Carissimo Amico dell’Abbazia di San Giuseppe,

Un errore, «oggi largamente diffuso, è la dimenticanza della legge della solidarietà umana e della carità, legge dettata ed imposta tanto dalla comunità d'origine e dall'uguaglianza della natura ragionevole, propria di tutti gli uomini, a qualsiasi popolo appartengano, quanto dal sacrificio di Redenzione offerto da Gesù Cristo sull'altare della Croce al Padre suo celeste, in favore dell'umanità peccatrice» (Pio XII, enciclica Summi pontificatus). È dunque necessario ed urgente sviluppare questa carità sociale, che è un'esigenza della fraternità umana e cristiana. In particolare, «i problemi socio-economici non possono essere risolti che mediante il concorso di tutte le forme di solidarietà: solidarietà dei poveri tra loro, dei ricchi e dei poveri, dei lavoratori tra loro, degli imprenditori e dei dipendenti nell'impresa, solidarietà tra le nazioni e tra i popoli. La solidarietà internazionale è un'esigenza di ordine morale. La pace del mondo dipende in parte da essa» (Catechismo della Chiesa Cattolica, CCC, 1939-1941).

Il 1° ottobre 2000, il Papa ha canonizzato una coraggiosa donna americana, Katharine (Caterina) Drexel, perchè ha cercato prima di tutto il Regno di Dio e la sua giustizia, ha capito l'importanza della solidarietà, ed ha così contribuito allo sviluppo ed alla pace sociale.

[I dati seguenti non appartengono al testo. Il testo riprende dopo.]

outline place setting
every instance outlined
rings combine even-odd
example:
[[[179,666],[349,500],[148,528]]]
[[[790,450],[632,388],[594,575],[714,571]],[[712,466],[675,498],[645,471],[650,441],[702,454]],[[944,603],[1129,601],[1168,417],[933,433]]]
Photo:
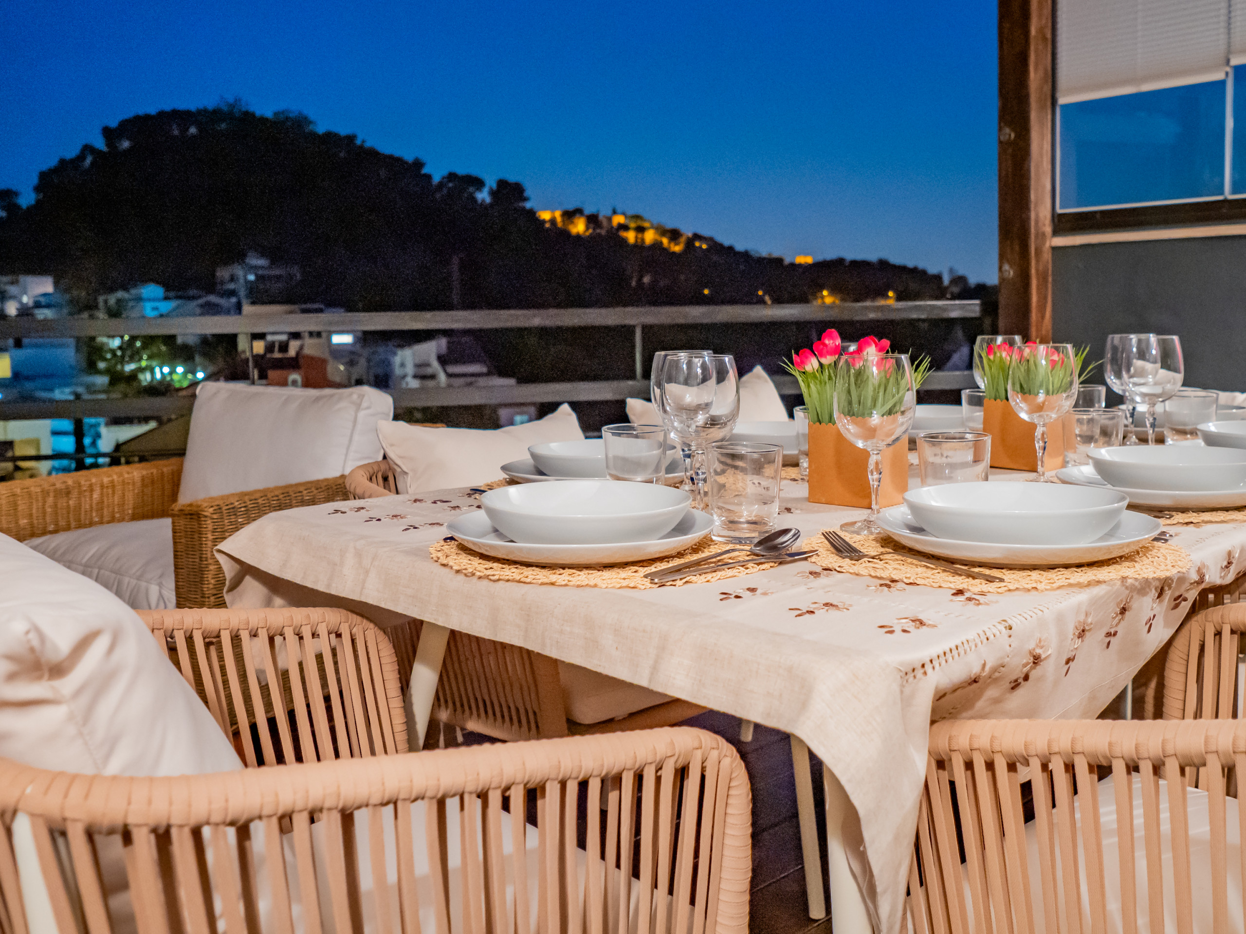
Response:
[[[740,440],[729,355],[664,351],[654,366],[662,425],[607,425],[601,440],[531,446],[530,461],[503,467],[520,482],[482,488],[481,508],[446,524],[434,559],[495,580],[649,588],[809,558],[797,529],[775,528],[795,428],[787,438],[753,423]]]

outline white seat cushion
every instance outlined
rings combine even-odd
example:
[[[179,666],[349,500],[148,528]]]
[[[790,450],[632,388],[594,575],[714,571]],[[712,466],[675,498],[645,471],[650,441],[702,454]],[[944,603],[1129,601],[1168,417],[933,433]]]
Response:
[[[577,724],[604,724],[638,710],[674,700],[638,684],[592,671],[566,661],[558,663],[562,702],[567,719]]]
[[[1210,934],[1211,928],[1211,822],[1207,812],[1207,795],[1197,788],[1186,792],[1186,814],[1190,822],[1190,877],[1192,884],[1194,932]],[[1134,834],[1135,887],[1138,892],[1138,932],[1151,934],[1151,924],[1146,903],[1146,841],[1143,828],[1141,778],[1134,776],[1134,813],[1125,832]],[[1226,806],[1226,863],[1229,870],[1229,930],[1244,930],[1242,927],[1242,882],[1241,882],[1241,841],[1237,829],[1237,801],[1229,798]],[[1080,824],[1080,801],[1074,801],[1074,811]],[[1120,858],[1119,839],[1121,827],[1116,819],[1116,796],[1110,777],[1099,782],[1099,827],[1103,833],[1104,885],[1106,889],[1106,914],[1109,934],[1121,930],[1120,914]],[[1038,831],[1032,821],[1025,826],[1027,864],[1029,869],[1030,893],[1034,903],[1035,930],[1045,930],[1047,905],[1043,904],[1040,868],[1038,862]],[[1160,781],[1160,851],[1164,853],[1164,930],[1176,930],[1176,899],[1172,888],[1172,834],[1169,816],[1168,783]],[[1078,846],[1078,867],[1085,879],[1085,851]],[[962,872],[964,868],[962,867]],[[1057,857],[1059,873],[1059,858]],[[966,898],[968,898],[968,877],[966,877]],[[1083,918],[1090,917],[1090,902],[1085,884],[1080,887]],[[1064,919],[1063,902],[1058,905],[1059,917]],[[1158,934],[1158,933],[1156,933]]]
[[[496,431],[383,421],[376,432],[385,457],[400,474],[399,491],[404,493],[488,483],[502,476],[503,463],[525,460],[531,445],[584,437],[567,403],[545,418]]]
[[[633,425],[662,425],[662,417],[653,402],[644,399],[627,400],[627,420]],[[760,366],[740,377],[740,416],[741,422],[782,422],[787,421],[787,408],[779,396],[779,390]]]
[[[0,756],[93,775],[242,768],[135,611],[0,535]]]
[[[143,519],[29,538],[25,544],[107,588],[136,610],[177,606],[173,521]]]
[[[339,477],[381,458],[376,425],[394,417],[380,390],[201,382],[177,501]]]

Mettere da parte un buon capitale

Caterina Maria Drexel nasce il 26 novembre 1858 a Filadelfia, in Pennsylvania (Est degli Stati Uniti). Suo padre, Francis, possiede, con i suoi due fratelli, un trust bancario internazionale, che comprende società a New York e a Londra. Sua madre, Hannah, muore quattro settimane dopo la sua nascita, lasciando due figlie, Elisabetta e Caterina. Francis si risposa allora con Emma Bouvier; una figlia, Luisa, nascerà dalla loro unione. I Drexel, membri dell'alta società di Filadelfia, sono molto generosi e contribuiscono largamente a opere caritative. Francis, all'insaputa dei suoi, si sforza di prestare assistenza ai bisognosi. In particolare, cerca di conoscere e di appoggiare i sacerdoti immigrati, venuti per servire i loro compatrioti poveri. Ogni giorno, quando torna dal lavoro, passa un lungo istante da solo nella sua camera a pregare. Per assicurare alle figlie un contatto con i poveri, Emma apre a questi ultimi la sua casa, tre volte alla settimana. I coniugi sono convinti che le loro ricchezze appartengono a Dio e che devono servirsene per aiutare i poveri. Applicano alla lettera il consiglio di san Paolo: Ai ricchi di questo mondo raccomanda di non essere orgogliosi, di non riporre la speranza sull'incertezza delle ricchezze, ma in Dio, che tutto ci dà con abbondanza perchè ne possiamo godere. Raccomanda loro di essere generosi: di arricchirsi di opere buone, di esser pronti a dare di gran cuore e di saper dividere, mettendosi così da parte un buon capitale per il futuro, per acquistarsi la vita vera (1 Tim. 6, 17-19). La famiglia si riunisce quotidianamente per pregare e ogni mattina tutti insieme assistono alla Santa Messa. Emma assicura alle figlie una formazione umanistica completa: letteratura, matematica, filosofia, arte, musica, lingue. Il benessere materiale non dispensa le ragazze dall'apprendere a far da mangiare ed a farsi i vestiti.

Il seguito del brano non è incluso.